Hyundai is producing what it claims is the first heavy-duty truck with fuel cell electric drive-in series, the Xcient Fuel Cell. It plans to use 1,600 of these hydrogen trucks by 2025
- Toyota and Hino want to test fuel cell trucks with a total weight of 25 tons from spring 2022. The companies are also developing a fuel cell truck for the US market, while in China Toyota is also working with Chinese companies to develop fuel cell trucks.
- US company Nikola recently announced plans to introduce two FCEV trucks. One is an FCEV variant of the Nikola Tre Cabover for ranges up to 500 miles, and the other is the Nikola Two FCEV Sleeper for ranges up to 900 miles. Nikola and Iveco also want to start production of the Nikola Tre model in 2021.
- Hyundai is producing what it claims is the first heavy-duty truck with fuel cell electric drive-in series, the Xcient Fuel Cell. It plans to use 1,600 of these hydrogen trucks by 2025.

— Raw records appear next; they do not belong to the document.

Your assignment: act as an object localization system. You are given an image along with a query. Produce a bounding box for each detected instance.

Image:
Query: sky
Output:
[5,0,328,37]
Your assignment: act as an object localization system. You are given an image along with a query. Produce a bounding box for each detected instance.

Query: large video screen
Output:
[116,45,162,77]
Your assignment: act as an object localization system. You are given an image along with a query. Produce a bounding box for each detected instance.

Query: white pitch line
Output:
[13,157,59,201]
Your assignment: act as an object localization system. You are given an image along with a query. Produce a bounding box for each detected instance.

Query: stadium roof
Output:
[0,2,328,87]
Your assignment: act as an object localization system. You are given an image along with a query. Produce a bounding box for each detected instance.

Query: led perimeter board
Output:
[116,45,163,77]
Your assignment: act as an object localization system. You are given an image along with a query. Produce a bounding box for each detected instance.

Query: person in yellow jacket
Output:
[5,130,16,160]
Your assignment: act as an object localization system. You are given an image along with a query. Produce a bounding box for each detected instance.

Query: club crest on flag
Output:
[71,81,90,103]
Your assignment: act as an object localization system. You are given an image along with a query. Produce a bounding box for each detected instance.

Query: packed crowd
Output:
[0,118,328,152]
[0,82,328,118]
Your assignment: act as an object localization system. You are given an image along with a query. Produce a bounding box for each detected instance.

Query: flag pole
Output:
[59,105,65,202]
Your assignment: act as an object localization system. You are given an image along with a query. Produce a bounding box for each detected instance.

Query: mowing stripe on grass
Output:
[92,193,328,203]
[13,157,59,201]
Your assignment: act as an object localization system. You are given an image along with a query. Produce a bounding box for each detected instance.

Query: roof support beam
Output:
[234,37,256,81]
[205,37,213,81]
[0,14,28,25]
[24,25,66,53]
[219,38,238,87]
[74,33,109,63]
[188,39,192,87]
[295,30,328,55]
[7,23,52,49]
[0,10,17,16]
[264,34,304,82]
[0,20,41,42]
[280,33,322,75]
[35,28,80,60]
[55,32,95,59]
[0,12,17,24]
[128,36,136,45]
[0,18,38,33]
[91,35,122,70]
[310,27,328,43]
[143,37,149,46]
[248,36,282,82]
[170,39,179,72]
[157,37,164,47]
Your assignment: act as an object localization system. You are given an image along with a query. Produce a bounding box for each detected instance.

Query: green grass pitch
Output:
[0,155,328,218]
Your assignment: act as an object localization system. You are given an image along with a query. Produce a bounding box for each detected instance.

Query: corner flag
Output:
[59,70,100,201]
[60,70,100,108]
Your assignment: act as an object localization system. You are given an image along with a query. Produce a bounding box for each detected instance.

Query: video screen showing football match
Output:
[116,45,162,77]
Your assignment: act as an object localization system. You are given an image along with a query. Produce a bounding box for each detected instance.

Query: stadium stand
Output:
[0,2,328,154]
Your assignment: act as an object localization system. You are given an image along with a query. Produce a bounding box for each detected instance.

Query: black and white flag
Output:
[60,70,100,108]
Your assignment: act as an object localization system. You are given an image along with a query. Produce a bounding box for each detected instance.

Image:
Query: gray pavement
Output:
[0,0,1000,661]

- US company Hyzon Motors, which specialises in fuel cell commercial vehicles, has set up a European headquarters in the Netherlands. The first fuel cell trucks are to be built there this year.
Other transport uses:
The WEC say² one of the most suitable applications for hydrogen-powered vehicles is in warehouse materials handling. Indoor warehouses have stricter requirements on air quality and the speed of hydrogen refuelling and absence of odours make FCEVs attractive in these types of operations for forklifts, narrow aisle lifts trucks, stock pickers and pallet jacks.
Interest in hydrogen fuelled trains is growing as governments look to phase out diesel-powered trains. For instance, Siemens has partnered with Deutsche Bahn to develop a regional hydrogen train in Germany, and France plans to run its first hydrogen trains from 2023. Manufacturer Alstom says that by 2030 10% of diesel trains will be replaced by hydrogen trains, and that by 2050 it will be 30%.
The sector is watching developments elsewhere with interest. The WEC say the sector’s decision to choose hydrogen as a decarbonisation pathway depends on hydrogen’s safety case and the ability to produce hydrogen at the right cost, at scale and in a carbon neutral manner. Due to the aviation industry’s long cycles, if hydrogen became a viable solution, it would still take at least a couple of decades to renew the entire fleet.
WEC say the use of hydrogen-powered fuel cells for ship propulsion is still at an early design or trial phase with applications in smaller passenger ships, ferries or recreational craft. Ferries which have a ‘back to base’ operating route could be a suitable early mover market.